# NYC Apartment Search

_[Project prompt](https://docs.google.com/document/d/1BYVyFBDcTywdUlanH0ysfOrNWPgl7UkqXA7NeewTzxA/edit#heading=h.bpxu7uvknnbk)_

_This scaffolding notebook may be used to help setup your final project. It's **totally optional** whether you make use of this or not._

_**All code below should be consider "pseudo-code" - not functional by itself, and only an idea of a possible approach.**_

## Setup

In [1]:
import json
import pathlib
import urllib.parse
import os
import geoalchemy2 as gdb
import geopandas as gpd
import matplotlib.pyplot as plt
import pandas as pd
import requests
import shapely
import sqlalchemy as db
import psycopg2
import geodatasets
import warnings

from matplotlib.lines import Line2D
from matplotlib.widgets import RangeSlider
from sqlalchemy import create_engine
from sqlalchemy.orm import declarative_base



ModuleNotFoundError: No module named 'geodatasets'

In [None]:
# Where data files will be read from/written to
DATA_DIR = pathlib.Path("./data")
ZIPCODE_DATA_FILE = DATA_DIR / "zipcodes" / "nyc_zipcodes.shp"
ZILLOW_DATA_FILE = DATA_DIR / "zillow_rent_data.csv"

NYC_DATA_APP_TOKEN = "8ITaLVGKJEzelLCfrNyuIi2rJ"
BASE_NYC_DATA_URL = "https://data.cityofnewyork.us/resource/"
NYC_DATA_311 = "erm2-nwe9.geojson"
NYC_DATA_TREES = "5rq2-4hqu.geojson"
NYC_DATA_nypd='uip8-fykc.geojson'

DB_NAME = "project_database_final1"
DB_USER = "qianzhuoxin"
DB_URL = f"postgresql://{DB_USER}@localhost/{DB_NAME}"
DB_SCHEMA_FILE = "schema.sql"

# directory where DB queries for Part 3 will be saved
QUERY_DIR = pathlib.Path("queries")

In [None]:
# Make sure the QUERY_DIRECTORY exists
if not QUERY_DIR.exists():

    QUERY_DIR.mkdir()

## Part 1: Data Preprocessing

#### This section shows how we successfully load the five data files, we cleaned all the dataframes to clean, normalize and ensure the correct and consistent data types and dataframe types. We selected the columns based on the queries included in Part 3 and 4.

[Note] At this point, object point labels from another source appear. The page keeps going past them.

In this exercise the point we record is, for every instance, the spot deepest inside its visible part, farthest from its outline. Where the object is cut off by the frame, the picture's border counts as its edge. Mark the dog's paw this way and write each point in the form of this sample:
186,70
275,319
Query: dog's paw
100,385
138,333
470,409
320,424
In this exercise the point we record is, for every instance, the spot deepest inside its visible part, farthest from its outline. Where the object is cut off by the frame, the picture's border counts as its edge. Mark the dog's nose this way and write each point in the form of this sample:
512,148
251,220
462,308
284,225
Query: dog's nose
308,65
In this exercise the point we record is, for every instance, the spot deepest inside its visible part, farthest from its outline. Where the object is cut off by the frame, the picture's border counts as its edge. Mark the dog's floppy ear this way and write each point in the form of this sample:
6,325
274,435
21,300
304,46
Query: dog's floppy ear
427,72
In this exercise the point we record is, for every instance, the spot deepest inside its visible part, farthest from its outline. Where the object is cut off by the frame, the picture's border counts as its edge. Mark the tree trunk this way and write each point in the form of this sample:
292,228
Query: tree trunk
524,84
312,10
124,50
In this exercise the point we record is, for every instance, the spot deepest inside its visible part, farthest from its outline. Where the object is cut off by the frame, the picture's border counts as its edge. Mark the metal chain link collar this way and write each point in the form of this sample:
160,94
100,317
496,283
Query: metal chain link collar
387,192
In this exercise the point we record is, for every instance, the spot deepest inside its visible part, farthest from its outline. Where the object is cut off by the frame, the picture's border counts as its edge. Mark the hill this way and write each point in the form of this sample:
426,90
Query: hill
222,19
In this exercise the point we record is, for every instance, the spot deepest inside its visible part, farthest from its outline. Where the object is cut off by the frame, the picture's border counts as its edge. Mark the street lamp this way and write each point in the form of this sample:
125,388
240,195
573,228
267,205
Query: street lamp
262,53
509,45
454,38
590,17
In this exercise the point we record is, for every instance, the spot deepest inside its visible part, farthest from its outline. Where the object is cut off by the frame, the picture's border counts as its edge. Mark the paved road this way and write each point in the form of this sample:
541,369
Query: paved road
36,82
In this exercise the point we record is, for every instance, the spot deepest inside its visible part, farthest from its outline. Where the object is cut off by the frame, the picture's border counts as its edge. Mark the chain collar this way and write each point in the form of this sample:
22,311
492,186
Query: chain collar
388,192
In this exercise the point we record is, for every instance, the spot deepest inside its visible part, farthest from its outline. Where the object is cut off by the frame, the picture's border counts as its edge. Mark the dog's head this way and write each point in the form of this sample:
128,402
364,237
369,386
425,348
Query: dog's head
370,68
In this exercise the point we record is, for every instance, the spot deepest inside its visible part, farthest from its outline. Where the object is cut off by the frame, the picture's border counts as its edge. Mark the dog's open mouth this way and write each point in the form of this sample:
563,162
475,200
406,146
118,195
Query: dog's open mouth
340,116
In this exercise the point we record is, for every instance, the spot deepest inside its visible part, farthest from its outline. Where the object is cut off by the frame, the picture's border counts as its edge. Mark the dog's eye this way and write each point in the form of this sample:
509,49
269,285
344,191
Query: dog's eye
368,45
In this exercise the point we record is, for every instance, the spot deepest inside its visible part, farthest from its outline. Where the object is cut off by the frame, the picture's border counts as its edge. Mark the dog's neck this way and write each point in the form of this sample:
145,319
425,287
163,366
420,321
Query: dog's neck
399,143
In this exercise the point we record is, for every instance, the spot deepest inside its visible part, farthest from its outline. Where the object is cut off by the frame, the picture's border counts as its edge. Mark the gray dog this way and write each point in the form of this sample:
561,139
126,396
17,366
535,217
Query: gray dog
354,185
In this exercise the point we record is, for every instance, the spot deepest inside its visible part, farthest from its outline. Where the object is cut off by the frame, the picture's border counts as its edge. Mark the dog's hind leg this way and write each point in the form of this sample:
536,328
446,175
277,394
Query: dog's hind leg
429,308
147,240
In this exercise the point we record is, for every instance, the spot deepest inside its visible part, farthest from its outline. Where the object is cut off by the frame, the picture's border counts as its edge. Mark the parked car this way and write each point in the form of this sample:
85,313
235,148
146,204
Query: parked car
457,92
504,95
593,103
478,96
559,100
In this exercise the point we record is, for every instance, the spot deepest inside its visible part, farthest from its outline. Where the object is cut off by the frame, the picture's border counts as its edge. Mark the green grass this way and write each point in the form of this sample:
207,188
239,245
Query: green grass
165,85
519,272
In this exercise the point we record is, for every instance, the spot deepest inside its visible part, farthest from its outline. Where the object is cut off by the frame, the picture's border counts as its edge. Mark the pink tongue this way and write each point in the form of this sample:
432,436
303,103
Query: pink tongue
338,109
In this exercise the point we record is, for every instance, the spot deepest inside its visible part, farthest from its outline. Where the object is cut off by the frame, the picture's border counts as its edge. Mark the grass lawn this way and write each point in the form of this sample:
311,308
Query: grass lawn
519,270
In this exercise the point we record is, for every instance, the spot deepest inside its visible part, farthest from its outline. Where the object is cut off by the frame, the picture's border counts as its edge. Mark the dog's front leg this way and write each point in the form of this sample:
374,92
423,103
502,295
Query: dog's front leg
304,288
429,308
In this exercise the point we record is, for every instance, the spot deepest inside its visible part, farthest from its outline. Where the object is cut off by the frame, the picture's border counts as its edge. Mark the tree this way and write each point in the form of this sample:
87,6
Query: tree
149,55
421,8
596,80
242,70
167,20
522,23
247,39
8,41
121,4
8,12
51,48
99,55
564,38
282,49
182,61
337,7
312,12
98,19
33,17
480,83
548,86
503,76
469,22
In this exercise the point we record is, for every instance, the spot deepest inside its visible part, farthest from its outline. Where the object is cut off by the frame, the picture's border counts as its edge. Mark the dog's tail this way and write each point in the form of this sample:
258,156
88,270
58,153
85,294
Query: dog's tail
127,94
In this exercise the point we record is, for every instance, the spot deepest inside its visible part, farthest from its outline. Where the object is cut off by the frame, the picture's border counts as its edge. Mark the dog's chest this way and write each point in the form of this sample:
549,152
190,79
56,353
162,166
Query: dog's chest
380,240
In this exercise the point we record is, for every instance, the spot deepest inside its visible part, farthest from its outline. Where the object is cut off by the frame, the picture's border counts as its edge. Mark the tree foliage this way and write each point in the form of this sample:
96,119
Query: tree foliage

#### Downloads a GeoJSON file from a specified URL and saves it with a given filename

In [2]:
def download_nyc_geojson_data(url: str, jsonname: str,force: bool = False) -> str:
    """
    Arguments: 
        url: URL from which to download the GeoJSON data.
        jsonname: filename where the downloaded data will be saved.
        force: if set to True, the file will be downloaded again no matter whether it's existed.
               False as default
    
    Returns:
        the name of the file where the downloaded data is saved.
    """
    
    parsed_url = urllib.parse.urlparse(url)
    url_path = parsed_url.path.strip("/")
    
    filename = DATA_DIR / (url_path.split('/')[-1])
    
    if force or not filename.exists():
        print(f"Downloading {url} to {jsonname}...")
        response = requests.get(url)
        response.raise_for_status()
       
        with open(jsonname, "a") as f:
            json.dump(response.json(), f)
        print(f"Done downloading {url}.")
    else:
        print(f"Reading from {jsonname}...")

    return jsonname

In [4]:
def clean_311_data(df: pd.DataFrame) -> gpd.GeoDataFrame:
    """
    Argument:
        pandas dataframe
    
    Return: 
        A GeoDataFrame with cleaned and transformed 311 service request data
    """
    columns = ['unique_key', 'created_date', 'incident_zip', 'complaint_type', 'longitude', 'latitude']
    df_selected = df[columns]
    df_selected = df_selected.dropna(axis = 0)
    
    df_selected.rename(columns = {'incident_zip': 'zipcode'}, inplace=True)
    df_selected['zipcode'] = df_selected['zipcode'].astype(int)
    df_selected.rename(columns = {'unique_key': 'id'}, inplace=True)
    df_selected.rename(columns = {'created_date': 'date'}, inplace=True)
    df_selected['geometry'] = gpd.points_from_xy(df_selected['longitude'], df_selected['latitude'], crs = "EPSG:4326")
    df_selected = df_selected.drop(['latitude','longitude'],axis = 1)
    df_selected['date'] = pd.to_datetime(df_selected['date']).dt.strftime('%Y-%m-%d')
    df_selected['date'] = pd.to_datetime(df_selected['date']).dt.date
    
    return gpd.GeoDataFrame(df_selected,geometry = 'geometry')

In [5]:
def download_311_data(offset: int) -> pd.DataFrame:
    """
    Argument:
        offset: show where data retrieval should start

    Returns:
        a pandas dataframe containing the downloaded 311 service request data
    """
    base_url = f"{BASE_NYC_DATA_URL}{NYC_DATA_311}?$$app_token={NYC_DATA_APP_TOKEN}"
    url = (
        f'{base_url}&$limit=1000000&$offset={offset}'
        f'&$where=created_date between "2018-01-01T12:00:00.000" '
        f'and "2023-09-30T12:00:00.000"'
    )
    download_nyc_geojson_data(
        url, jsonname=f'query_{offset/1000000+1}_data.geojson', force=False
    )
    print('begin to create csv')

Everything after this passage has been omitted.